Coming-of-age books need a healthy pinch of retrospective irony and there is a baffling and frustrating lack of it here. The book is about the loss of youth and the disillusion suffered by growing up into "the real world". It's hard to empathise with their later nostalgia for this bizarre, pretentious, Bloomsbury group throw-back because no one remotely sane would ever want to have lived it.
She does capture well the insecurity, the search for identity that goes along with that stage of life. The book's central preoccupation is Ash's friendship with a girl called Virge. Ash, the narrator, is quiet, watchful, slightly shy and constantly reiterates that "I didn't know what I was yet ... I was still casting about, wondering." When she first meets the flamboyant and self-assured Virge, she finds her instantly and mesmerically addictive because "things came easy to Virge.

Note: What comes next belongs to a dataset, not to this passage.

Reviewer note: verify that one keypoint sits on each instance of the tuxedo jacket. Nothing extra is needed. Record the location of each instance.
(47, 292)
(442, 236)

I envied her that, although I didn't resent it ... with her strange hair and her tiny clothes ... I could see at once she deserved it, and I wanted to sit close to it, this easiness, as if some of it might rub off on me."
Halfway through, as the group leave Oxford, the book gets so much better that it's difficult to reconcile the two halves. The fabric of their carefully constructed lives is, of course, unravelled by the harsher realities of heartache, jobs, separation and even death. When her writing is screwed down by emotional particulars, and she's not casting about for adjectives for that perfect party in Christ Church Meadows, Kindersley's language is acute, discomforting and scalpel-sharp. When Ash's boyfriend leaves her, "it didn't make any sense. I had heard about hearts aching, but no one had told me that it doesn't hurt in the heart at all, not in the chest, that it feels like someone has punched you and slapped you and then kicked you in the stomach." The death of Virge's brother is handled with the same raw, outraged disillusion.
Kindersley is good at tragedy. She should give that perfection lark a miss.